Melalui pemindaian x-ray, petugas menemukan kristal biru tersembunyi di dalam dinding kemasan peti kulit. Setelah diuji, barang tersebut dipastikan sebagai sabu dengan berat sekitar 11,56 kilogram.
Tim kemudian melakukan pengembangan dengan metode controlled delivery. Pada 13 Februari 2026, seorang warga negara Iran berinisial KKF ditangkap di apartemen kawasan Pluit sebagai penerima paket.
Sehari berikutnya, 14 Februari 2026, petugas kembali menangkap tersangka berinisial SB di apartemen Sunter. Ia diduga berperan sebagai peracik sabu. Dari lokasi tersebut, ditemukan tambahan 1.683 gram sabu beserta sejumlah alat produksi, seperti kompor portabel, timbangan, cairan kimia, alat penggiling, dan limbah hasil pengolahan.

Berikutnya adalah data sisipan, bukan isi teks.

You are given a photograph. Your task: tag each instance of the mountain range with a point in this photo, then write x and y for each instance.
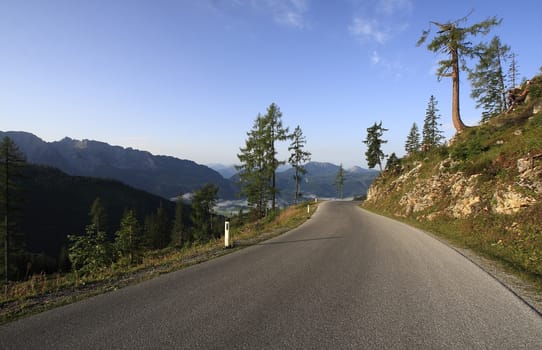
(318, 182)
(168, 177)
(160, 175)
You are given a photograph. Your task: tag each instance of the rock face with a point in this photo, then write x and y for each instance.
(455, 194)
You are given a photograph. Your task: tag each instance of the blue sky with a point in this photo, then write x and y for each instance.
(187, 78)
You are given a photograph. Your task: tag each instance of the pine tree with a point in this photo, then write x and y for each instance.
(432, 135)
(128, 239)
(275, 131)
(488, 79)
(89, 252)
(177, 234)
(98, 215)
(257, 172)
(157, 230)
(203, 204)
(253, 171)
(452, 41)
(412, 144)
(513, 72)
(298, 157)
(393, 164)
(12, 162)
(339, 181)
(374, 141)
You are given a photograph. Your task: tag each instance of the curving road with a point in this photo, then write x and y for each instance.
(345, 279)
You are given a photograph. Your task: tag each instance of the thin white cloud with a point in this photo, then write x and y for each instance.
(367, 30)
(289, 13)
(375, 58)
(391, 7)
(380, 20)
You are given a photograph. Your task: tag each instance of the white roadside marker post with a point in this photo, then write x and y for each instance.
(227, 234)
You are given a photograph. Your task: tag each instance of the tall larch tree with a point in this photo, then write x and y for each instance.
(431, 134)
(98, 215)
(453, 41)
(253, 172)
(275, 131)
(412, 144)
(298, 157)
(128, 239)
(339, 181)
(178, 232)
(488, 79)
(12, 162)
(259, 163)
(203, 204)
(374, 154)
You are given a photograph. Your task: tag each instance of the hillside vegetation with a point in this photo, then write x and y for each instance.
(482, 191)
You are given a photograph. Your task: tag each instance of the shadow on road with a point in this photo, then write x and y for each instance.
(301, 240)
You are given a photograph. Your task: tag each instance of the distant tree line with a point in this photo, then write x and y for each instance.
(99, 245)
(92, 251)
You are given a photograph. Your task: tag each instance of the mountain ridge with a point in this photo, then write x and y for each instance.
(165, 176)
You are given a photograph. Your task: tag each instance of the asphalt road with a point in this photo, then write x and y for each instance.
(346, 279)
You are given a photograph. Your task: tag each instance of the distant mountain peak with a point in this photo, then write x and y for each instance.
(165, 176)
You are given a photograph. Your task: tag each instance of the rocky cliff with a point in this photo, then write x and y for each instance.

Selain di dua apartemen tersebut, penindakan juga menyasar sebuah rumah makan di Jakarta Timur. Pada 15 Februari 2026, tim gabungan melaksanakan olah tempat kejadian perkara secara forensik.
Menurut Syarif, temuan ini memperlihatkan bahwa jaringan tersebut tidak hanya mengandalkan pasokan dari luar negeri, tetapi juga melakukan produksi ulang sabu di dalam negeri untuk memperluas peredaran.